The State’s motion requests two additional months to file its answer. While the defense says prosecutors did not adequately explain the need for extra time, the State typically argues in extension requests that additional time is required to review a large record, analyze controlling legal issues, coordinate among offices, and prepare an accurate response in a capital case.

Roberson’s latest court fight comes after he twice came within days — and once within hours — of being executed as his attorneys pressed courts to reconsider the medical testimony used to convict him.

In October 2024, Roberson had an execution date set, but the scheduled lethal injection was halted at the last minute amid a flurry of emergency filings and new procedural moves that briefly put his case back in play. Reporting at that time described the stop as coming less than two hours before the execution was to be carried out.

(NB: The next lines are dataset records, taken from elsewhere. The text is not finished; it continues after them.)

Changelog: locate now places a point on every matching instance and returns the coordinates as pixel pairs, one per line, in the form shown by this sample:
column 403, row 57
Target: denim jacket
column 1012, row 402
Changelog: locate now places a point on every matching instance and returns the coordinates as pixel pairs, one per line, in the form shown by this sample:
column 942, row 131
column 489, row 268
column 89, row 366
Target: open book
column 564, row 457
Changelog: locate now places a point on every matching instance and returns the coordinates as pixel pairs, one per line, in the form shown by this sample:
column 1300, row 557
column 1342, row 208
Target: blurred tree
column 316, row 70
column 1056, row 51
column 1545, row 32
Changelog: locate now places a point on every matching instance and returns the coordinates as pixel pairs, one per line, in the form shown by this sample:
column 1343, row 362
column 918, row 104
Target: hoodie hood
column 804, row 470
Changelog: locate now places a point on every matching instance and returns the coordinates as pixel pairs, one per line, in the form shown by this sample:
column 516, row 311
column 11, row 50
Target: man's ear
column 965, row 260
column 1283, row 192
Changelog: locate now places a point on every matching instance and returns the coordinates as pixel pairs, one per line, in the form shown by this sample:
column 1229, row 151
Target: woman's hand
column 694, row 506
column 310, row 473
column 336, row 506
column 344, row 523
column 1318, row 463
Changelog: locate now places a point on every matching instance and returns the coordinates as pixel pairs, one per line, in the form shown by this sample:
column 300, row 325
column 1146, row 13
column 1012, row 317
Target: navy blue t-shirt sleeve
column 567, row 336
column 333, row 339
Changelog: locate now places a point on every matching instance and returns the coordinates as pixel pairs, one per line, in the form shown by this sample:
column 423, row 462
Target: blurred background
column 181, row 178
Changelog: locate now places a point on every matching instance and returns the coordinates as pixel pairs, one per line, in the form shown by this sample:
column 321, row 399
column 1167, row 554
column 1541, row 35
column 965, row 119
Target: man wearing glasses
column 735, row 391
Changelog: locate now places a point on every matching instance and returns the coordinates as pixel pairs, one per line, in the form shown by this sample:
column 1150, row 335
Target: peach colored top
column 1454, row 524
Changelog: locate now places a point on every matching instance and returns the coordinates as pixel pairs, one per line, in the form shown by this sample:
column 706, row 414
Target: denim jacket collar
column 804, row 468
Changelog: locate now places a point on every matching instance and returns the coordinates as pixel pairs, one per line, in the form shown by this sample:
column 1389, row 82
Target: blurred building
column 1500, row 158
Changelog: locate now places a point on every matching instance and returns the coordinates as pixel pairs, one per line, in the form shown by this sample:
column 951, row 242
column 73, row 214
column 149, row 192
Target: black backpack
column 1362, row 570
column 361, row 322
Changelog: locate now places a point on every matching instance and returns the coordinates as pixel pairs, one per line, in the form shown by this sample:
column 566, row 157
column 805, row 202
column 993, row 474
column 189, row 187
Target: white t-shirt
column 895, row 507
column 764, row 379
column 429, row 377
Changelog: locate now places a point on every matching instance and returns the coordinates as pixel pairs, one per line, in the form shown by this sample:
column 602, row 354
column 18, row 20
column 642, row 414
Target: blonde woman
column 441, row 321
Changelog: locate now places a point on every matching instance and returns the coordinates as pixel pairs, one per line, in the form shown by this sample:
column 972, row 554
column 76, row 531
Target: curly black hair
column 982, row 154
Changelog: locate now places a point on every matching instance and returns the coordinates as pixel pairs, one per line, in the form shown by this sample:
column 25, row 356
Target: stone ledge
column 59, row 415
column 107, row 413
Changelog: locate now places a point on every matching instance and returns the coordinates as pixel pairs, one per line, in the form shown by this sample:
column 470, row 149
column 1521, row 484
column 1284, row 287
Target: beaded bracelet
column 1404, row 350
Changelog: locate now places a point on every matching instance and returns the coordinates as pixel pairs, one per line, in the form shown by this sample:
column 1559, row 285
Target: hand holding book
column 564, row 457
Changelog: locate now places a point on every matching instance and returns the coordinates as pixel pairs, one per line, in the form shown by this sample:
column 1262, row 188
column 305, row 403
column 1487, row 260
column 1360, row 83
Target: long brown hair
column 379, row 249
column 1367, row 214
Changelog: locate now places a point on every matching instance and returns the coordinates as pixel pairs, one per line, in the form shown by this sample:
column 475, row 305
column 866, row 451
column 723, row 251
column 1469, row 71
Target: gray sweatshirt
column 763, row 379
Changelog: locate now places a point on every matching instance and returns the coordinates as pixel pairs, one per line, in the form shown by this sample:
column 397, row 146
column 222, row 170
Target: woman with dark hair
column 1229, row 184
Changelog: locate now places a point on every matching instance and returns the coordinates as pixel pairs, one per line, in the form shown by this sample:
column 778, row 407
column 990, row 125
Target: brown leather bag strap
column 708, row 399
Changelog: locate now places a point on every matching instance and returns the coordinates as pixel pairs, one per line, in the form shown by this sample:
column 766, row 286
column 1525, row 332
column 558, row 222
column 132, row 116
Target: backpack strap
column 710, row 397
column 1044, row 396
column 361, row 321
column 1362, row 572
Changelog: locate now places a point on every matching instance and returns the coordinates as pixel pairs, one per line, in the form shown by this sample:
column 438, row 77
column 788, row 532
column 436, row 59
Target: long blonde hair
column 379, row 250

Then in October 2025, with another execution date set for Oct. 16, the Texas Court of Criminal Appeals again stepped in, this time a week before the scheduled execution, issuing a stay and sending the case back to the Anderson County trial court for further proceedings.

The state’s high criminal court said the trial judge must take another look at Roberson’s claim under Texas’ “junk science/changed science” framework, focusing on how a recent decision in a similar shaken-baby-syndrome case could affect his request for relief.